In locations where there is internet filtering (or censorship), visiting forbidden resources may have its own consequences which you should consider in your [threat model](../basics/threat-modeling.md). We do **not** suggest the use of encrypted DNS for this purpose. Use [Tor](https://torproject.org) or a [VPN](../vpn.md) instead. If you're using a VPN, you should use your VPN's DNS servers. When using a VPN, you are already trusting them with all your network activity.

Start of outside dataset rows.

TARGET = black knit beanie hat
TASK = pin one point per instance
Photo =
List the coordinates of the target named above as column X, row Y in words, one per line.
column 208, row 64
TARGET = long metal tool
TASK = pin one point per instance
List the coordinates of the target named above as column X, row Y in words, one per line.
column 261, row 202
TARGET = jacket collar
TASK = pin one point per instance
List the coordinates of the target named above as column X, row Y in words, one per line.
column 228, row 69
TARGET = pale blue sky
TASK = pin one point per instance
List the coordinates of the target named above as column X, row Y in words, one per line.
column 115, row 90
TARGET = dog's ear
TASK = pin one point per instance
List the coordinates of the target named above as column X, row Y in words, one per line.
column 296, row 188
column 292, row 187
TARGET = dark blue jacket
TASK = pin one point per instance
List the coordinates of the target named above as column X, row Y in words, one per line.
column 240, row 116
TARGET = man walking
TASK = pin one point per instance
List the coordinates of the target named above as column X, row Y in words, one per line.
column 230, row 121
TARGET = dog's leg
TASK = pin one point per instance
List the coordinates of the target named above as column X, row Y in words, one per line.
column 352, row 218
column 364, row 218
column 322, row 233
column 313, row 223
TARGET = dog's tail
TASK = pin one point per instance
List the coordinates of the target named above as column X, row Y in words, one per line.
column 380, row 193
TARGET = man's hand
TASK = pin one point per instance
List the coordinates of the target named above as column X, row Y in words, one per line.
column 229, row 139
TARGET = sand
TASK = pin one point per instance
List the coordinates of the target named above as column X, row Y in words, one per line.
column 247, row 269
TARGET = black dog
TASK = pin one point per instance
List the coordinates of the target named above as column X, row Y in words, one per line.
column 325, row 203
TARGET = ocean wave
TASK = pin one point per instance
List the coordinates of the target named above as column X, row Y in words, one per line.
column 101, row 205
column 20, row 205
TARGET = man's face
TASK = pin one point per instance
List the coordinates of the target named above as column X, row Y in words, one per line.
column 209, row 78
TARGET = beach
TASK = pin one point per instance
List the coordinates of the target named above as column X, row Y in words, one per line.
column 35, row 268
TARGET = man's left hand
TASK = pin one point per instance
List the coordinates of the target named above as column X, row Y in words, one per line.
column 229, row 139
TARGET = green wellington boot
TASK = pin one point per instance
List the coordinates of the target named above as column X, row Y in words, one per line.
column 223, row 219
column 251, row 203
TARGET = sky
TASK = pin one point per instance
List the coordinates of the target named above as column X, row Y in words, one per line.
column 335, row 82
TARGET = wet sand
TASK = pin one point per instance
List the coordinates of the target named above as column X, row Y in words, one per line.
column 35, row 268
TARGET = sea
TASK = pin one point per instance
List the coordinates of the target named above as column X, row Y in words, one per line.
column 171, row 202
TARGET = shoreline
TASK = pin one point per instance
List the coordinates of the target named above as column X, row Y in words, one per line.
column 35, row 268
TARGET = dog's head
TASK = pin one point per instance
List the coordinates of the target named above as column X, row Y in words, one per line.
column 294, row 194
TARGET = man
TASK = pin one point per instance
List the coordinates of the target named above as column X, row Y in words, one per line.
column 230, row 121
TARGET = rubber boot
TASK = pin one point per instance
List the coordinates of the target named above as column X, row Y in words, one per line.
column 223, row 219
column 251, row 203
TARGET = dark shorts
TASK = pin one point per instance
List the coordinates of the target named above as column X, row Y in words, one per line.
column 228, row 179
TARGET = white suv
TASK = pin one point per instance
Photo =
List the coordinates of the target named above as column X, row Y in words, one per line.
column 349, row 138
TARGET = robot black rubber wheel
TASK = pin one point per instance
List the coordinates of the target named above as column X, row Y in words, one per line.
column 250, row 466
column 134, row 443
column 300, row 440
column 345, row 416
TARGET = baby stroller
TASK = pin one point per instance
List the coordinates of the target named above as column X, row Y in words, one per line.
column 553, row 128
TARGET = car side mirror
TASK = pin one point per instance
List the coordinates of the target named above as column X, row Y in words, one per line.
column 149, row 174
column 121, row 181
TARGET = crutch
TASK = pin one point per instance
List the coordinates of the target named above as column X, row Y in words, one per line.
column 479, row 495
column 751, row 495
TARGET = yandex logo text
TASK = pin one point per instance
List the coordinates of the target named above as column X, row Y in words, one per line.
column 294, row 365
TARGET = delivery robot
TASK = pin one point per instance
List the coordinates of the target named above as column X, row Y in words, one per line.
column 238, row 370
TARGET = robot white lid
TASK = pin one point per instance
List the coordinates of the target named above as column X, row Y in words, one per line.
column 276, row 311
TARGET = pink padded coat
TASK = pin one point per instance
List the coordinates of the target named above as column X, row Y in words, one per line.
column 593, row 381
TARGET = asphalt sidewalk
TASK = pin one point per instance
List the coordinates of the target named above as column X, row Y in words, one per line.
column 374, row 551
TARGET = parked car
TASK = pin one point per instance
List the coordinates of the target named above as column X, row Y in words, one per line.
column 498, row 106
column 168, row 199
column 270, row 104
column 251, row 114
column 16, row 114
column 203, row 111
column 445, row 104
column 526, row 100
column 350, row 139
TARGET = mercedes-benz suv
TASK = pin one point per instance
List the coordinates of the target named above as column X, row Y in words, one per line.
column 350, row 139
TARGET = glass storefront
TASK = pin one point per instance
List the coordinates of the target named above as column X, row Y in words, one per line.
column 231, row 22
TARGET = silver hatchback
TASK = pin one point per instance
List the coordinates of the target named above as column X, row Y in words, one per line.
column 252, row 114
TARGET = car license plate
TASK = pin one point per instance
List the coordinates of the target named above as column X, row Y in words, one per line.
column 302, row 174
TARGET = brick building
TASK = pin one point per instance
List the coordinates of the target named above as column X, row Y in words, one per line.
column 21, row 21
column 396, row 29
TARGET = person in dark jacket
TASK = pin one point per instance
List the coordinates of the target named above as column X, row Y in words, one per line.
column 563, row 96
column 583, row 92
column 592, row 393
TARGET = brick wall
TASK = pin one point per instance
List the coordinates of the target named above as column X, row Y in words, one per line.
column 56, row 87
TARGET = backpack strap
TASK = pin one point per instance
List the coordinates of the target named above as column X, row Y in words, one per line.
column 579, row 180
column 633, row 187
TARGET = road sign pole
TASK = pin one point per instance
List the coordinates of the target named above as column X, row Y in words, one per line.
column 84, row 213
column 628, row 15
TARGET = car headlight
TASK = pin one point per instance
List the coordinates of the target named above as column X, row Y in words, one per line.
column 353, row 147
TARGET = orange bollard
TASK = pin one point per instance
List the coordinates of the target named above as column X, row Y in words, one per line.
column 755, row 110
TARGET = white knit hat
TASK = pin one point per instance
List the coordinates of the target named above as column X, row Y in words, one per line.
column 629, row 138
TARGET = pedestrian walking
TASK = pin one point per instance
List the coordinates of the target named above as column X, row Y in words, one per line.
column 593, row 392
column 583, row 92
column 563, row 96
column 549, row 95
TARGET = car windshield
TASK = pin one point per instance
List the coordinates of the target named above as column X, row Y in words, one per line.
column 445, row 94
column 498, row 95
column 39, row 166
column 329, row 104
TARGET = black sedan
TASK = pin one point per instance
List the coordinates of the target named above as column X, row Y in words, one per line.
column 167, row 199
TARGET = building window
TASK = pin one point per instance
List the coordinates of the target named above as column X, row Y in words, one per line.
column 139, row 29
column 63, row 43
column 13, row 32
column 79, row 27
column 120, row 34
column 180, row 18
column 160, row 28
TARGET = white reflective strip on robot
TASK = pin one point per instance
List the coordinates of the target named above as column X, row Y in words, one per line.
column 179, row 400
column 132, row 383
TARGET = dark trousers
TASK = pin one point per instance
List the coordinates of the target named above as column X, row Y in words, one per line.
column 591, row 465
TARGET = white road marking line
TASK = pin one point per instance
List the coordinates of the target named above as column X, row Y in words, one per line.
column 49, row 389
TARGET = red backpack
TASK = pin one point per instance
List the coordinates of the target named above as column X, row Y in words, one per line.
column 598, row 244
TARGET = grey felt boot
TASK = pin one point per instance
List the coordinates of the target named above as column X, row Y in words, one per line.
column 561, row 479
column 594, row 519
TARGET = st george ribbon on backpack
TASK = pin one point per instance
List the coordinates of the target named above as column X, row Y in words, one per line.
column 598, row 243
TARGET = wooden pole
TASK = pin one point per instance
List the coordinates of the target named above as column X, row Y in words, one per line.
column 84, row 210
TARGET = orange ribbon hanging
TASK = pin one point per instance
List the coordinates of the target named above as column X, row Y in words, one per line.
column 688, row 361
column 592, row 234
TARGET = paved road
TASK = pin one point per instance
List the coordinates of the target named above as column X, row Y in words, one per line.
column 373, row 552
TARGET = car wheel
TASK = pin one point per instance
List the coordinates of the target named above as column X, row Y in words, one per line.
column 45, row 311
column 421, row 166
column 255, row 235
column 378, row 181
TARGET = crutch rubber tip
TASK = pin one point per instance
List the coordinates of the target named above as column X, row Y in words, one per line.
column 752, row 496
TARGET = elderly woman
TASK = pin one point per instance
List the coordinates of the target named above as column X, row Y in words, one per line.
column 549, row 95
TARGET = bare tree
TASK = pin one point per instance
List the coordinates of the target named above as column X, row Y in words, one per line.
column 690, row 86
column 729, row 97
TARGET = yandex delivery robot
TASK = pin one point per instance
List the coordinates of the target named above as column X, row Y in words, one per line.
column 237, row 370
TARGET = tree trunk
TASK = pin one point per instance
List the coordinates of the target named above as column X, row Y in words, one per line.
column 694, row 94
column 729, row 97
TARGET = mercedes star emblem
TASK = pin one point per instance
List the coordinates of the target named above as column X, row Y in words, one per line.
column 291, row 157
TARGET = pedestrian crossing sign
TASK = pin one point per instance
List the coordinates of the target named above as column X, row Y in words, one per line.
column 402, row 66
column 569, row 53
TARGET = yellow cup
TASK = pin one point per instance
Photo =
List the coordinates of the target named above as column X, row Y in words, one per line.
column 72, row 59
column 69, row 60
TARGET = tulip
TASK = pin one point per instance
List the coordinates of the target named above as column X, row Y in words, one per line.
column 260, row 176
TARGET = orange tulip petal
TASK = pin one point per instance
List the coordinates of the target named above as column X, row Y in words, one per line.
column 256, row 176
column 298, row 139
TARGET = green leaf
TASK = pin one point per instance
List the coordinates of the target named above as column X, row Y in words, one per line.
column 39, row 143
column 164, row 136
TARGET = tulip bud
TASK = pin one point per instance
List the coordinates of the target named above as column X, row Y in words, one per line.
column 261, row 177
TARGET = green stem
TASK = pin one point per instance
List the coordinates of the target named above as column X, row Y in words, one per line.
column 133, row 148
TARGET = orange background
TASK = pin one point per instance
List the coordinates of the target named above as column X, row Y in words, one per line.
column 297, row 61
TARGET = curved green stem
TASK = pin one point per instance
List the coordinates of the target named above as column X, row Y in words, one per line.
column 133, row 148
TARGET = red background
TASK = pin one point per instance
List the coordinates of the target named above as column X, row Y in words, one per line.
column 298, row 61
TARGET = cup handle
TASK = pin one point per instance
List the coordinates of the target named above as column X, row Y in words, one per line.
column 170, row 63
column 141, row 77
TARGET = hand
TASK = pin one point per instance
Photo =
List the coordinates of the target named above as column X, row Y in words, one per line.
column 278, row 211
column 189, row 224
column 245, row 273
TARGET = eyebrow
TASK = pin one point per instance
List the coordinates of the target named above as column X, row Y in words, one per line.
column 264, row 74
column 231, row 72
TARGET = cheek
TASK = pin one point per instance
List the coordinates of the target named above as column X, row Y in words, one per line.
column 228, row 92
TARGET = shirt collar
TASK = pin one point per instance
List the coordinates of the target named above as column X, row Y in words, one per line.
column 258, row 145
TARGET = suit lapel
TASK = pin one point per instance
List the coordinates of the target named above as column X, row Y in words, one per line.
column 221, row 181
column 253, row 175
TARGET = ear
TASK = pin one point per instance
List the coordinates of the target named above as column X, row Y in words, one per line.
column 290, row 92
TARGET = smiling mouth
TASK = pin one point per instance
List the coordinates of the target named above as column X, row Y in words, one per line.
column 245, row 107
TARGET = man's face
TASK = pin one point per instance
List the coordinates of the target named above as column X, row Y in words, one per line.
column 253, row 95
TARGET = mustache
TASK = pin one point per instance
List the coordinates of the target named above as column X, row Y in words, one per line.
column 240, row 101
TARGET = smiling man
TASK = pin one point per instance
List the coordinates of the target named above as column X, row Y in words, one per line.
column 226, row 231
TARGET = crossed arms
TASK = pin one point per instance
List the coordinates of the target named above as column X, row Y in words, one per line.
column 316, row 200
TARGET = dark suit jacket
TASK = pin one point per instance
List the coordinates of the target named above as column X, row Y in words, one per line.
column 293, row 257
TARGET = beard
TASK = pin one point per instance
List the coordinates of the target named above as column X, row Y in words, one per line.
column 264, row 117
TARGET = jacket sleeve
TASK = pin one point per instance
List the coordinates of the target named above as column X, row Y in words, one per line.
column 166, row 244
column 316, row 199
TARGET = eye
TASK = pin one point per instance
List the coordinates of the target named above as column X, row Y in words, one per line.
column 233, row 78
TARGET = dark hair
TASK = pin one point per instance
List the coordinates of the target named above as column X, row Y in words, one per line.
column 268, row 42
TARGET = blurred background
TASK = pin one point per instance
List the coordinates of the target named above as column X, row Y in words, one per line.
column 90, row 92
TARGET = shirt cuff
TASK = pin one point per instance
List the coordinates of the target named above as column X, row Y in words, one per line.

When we do a DNS lookup, it's generally because we want to access a resource. Below, we will discuss some of the methods that may disclose your browsing activities even when using encrypted DNS:
### IP 주소
The simplest way to determine browsing activity might be to look at the IP addresses your devices are accessing. For example, if the observer knows that `privacyguides.org` is at `198.98.54.105`, and your device is requesting data from `198.98.54.105`, there is a good chance you're visiting Privacy Guides.
This method is only useful when the IP address belongs to a server that only hosts few websites. It's also not very useful if the site is hosted on a shared platform (e.g. Github Pages, Cloudflare Pages, Netlify, WordPress, Blogger, etc.). It also isn't very useful if the server is hosted behind a [reverse proxy](https://en.wikipedia.org/wiki/Reverse_proxy), which is very common on the modern Internet.
### SNI(Server Name Indication)
Server Name Indication is typically used when a IP address hosts many websites. This could be a service like Cloudflare, or some other [Denial-of-service attack](https://en.wikipedia.org/wiki/Denial-of-service_attack) protection.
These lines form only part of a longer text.